You start amortization the month the intangible is acquired. Use Form 4563 to report annual amortization. The annual amortization amount is generally determined by dividing the cost by 15.
An amortizeable section 197 intangible is treated as depreciable property and not a capital asset. If held for more than one year, it will generally qualify as a section 1231 asset and be subject to the rules of section 1231.
Note that Section 1231 of the Internal Revenue Code deals with the tax treatment of gains and losses on the sale or exchange of real or depreciable property used in a trade or business and held over one year. Whether you sell one piece of section 1231 property or your entire business, the rules of section 1231 apply. Form 4797 is used to report the sale of business property.
Intangible assets have no physical form and cannot be touched.
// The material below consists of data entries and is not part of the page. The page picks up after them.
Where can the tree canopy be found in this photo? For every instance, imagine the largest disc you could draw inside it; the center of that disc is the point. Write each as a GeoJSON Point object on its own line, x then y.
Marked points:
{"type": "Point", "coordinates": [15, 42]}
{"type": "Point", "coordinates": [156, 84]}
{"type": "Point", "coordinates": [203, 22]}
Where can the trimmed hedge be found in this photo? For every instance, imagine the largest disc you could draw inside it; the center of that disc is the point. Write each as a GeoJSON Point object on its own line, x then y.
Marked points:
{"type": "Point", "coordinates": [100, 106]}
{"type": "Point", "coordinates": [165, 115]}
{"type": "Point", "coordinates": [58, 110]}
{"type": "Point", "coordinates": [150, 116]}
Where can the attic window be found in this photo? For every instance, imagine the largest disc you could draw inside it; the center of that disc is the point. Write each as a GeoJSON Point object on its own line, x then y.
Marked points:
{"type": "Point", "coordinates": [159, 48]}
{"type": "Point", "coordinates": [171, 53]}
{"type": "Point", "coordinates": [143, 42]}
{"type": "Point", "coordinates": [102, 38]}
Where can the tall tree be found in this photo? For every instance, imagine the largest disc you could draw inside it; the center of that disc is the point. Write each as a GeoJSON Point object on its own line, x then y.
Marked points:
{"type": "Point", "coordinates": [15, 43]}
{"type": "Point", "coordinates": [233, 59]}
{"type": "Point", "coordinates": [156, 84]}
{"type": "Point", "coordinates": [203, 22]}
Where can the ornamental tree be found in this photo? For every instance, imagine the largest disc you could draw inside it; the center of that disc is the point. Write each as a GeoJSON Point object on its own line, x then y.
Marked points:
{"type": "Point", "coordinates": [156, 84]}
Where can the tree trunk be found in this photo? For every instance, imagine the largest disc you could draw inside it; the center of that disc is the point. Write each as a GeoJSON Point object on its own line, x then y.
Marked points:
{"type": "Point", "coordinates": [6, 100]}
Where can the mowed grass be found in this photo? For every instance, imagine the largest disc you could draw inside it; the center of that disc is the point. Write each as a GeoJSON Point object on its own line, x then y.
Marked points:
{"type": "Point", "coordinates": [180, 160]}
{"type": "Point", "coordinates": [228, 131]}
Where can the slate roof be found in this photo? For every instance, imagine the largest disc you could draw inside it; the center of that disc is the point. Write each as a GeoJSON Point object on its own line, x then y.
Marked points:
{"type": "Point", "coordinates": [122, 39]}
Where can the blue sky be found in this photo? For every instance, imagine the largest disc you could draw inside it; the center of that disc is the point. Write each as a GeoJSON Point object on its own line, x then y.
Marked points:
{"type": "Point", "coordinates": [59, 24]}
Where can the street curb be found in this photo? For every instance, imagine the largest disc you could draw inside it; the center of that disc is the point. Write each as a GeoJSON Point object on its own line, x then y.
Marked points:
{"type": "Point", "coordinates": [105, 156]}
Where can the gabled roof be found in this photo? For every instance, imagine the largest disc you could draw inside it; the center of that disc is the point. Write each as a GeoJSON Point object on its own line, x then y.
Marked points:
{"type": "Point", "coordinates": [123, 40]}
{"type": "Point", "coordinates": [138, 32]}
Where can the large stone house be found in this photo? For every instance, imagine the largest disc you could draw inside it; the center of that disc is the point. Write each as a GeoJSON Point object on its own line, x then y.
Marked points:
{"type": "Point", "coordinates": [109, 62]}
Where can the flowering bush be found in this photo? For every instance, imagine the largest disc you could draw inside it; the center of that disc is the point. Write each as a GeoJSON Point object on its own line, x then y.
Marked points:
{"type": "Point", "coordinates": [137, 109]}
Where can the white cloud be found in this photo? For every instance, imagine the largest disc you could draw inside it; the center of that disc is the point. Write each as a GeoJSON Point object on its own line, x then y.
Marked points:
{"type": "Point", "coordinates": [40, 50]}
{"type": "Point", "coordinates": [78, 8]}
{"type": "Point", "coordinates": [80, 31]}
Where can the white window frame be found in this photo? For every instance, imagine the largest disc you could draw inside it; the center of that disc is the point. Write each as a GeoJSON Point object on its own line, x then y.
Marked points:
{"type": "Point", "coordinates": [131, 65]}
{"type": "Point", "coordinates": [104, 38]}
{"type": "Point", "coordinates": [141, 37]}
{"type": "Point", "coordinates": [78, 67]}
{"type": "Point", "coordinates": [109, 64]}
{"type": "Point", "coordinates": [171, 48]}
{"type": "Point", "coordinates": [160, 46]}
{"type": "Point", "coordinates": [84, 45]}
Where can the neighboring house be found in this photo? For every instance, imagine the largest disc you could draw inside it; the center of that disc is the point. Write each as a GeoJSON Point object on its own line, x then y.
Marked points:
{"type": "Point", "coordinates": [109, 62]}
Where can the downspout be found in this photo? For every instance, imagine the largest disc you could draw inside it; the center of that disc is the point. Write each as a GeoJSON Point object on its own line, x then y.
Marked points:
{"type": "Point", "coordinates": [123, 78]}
For example, goodwill, franchises and trade names
If you dispose of more than one amortizable section 197 intangible in a single transaction (or a series of related transactions), all of these intangibles are treated as one section 1245 property, which means, the depreciation recapture rules of Section 1245 apply.
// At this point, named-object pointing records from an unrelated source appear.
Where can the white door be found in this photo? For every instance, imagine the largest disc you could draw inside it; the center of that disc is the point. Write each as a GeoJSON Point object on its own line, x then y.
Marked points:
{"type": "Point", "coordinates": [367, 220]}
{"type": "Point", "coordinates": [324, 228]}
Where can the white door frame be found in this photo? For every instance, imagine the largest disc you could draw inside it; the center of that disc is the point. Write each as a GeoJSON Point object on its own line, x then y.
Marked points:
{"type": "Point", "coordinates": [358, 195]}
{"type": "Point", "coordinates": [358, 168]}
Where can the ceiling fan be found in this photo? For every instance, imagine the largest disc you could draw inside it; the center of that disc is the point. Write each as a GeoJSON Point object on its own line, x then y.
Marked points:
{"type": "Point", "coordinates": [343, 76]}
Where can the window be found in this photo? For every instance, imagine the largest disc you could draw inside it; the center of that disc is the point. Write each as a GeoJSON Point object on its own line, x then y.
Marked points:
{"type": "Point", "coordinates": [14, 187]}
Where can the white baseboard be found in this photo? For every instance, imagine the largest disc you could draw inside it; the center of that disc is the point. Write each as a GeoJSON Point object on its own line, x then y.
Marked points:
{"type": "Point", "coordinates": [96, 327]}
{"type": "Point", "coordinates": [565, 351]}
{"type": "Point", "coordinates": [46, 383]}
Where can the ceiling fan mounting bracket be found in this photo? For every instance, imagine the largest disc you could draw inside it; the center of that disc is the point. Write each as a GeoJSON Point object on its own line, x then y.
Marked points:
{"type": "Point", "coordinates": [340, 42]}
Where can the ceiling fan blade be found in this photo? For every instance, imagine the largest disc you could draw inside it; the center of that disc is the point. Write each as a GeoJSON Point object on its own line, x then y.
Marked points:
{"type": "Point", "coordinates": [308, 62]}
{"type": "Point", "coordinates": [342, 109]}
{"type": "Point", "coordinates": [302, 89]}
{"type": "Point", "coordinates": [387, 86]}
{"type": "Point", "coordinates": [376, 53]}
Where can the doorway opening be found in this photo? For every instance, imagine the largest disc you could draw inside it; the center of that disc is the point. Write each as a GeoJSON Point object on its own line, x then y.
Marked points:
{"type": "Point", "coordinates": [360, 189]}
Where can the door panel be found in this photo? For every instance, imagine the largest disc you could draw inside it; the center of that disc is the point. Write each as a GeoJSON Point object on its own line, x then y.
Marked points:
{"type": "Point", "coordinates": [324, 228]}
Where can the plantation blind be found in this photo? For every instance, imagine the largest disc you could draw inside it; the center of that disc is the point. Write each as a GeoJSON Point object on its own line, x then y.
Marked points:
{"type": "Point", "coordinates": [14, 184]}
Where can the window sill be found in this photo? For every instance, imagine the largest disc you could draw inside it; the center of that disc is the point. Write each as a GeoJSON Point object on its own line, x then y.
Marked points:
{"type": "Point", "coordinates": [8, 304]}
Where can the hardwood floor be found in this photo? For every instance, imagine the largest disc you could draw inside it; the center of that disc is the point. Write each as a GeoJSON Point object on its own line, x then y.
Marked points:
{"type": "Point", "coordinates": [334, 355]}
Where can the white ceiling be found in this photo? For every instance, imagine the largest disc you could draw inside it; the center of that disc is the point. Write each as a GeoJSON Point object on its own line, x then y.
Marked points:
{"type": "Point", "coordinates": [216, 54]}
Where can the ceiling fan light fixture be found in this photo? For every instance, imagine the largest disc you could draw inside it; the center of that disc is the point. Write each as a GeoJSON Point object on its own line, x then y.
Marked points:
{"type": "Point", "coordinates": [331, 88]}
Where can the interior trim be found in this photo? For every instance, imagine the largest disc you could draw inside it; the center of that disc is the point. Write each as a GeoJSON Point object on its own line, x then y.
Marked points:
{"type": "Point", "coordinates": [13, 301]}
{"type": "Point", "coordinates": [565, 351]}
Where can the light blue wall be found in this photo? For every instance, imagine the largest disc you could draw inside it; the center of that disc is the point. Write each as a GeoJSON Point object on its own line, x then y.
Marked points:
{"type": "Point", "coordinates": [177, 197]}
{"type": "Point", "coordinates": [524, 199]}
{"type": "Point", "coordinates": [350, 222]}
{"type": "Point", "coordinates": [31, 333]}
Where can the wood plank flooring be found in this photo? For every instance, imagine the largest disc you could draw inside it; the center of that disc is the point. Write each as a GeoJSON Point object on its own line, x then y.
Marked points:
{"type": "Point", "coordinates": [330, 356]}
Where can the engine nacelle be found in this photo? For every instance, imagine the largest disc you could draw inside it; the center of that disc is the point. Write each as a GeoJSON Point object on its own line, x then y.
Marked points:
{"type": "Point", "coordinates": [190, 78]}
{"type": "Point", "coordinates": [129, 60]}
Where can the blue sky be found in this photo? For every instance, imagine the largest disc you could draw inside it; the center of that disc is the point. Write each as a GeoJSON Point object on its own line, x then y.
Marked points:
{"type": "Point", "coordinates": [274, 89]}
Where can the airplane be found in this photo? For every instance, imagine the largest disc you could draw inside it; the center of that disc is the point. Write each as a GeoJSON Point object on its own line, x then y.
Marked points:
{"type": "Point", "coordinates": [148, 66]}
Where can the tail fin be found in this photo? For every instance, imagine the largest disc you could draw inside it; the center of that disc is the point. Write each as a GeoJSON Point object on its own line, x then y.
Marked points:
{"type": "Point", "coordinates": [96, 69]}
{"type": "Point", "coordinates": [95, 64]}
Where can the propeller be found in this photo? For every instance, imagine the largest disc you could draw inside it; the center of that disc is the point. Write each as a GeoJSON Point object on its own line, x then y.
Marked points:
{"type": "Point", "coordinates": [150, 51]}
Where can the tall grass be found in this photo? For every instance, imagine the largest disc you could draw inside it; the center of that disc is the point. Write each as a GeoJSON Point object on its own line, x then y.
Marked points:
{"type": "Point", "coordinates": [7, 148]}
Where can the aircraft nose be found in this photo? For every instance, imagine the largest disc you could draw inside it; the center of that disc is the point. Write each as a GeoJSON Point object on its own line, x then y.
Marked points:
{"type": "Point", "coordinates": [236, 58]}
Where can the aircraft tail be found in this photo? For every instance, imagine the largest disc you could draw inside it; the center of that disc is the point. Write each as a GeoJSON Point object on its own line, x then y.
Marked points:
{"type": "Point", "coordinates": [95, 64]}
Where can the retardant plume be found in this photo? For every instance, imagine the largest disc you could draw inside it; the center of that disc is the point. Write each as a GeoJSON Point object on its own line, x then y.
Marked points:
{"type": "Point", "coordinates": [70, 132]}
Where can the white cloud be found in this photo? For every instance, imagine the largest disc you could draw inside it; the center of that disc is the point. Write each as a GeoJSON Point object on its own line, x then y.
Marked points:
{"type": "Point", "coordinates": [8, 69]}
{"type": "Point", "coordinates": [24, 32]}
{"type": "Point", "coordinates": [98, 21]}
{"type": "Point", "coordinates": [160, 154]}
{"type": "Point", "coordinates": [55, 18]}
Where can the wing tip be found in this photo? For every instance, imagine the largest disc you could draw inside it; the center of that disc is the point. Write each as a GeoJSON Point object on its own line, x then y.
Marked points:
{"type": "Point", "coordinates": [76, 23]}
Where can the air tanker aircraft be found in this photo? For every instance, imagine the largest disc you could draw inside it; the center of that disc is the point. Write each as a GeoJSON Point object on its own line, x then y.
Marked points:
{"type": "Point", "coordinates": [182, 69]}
Section 1245 property is property that is depreciable or amortizable. Section 1245 contains the depreciation recapture rules that apply to gains from dispositions of certain depreciable property. For example, business equipment, furniture and fixtures.
If the adjusted basis of any amortizable section 197 intangible exceeds its fair market value, the above rule does not apply to that intangible.
Related Party Transactions:
Gain on the sale of section 197 property to certain related persons is subject to ordinary income treatment under Section 1239.
You cannot amortize the cost of self-created intangibles, such as a customer list that you developed over the years for your own business. However, if you sell your business, and the customer list is part of the sale, part of the total sales price of the business will be allocated to your customer list as a section 197 intangible on Form 8594, Asset Acquisition Statement.
The amount of the total sales price allocated to a section 197 asset becomes the buyer's basis in the asset. The buyer is allowed to amortize a section 197 intangible over 15 years.
Gain or loss on the sale or exchange of amortizable or depreciable intangible property held over one year (excluding any amount recaptured as ordinary income) is a section 1231 gain or loss.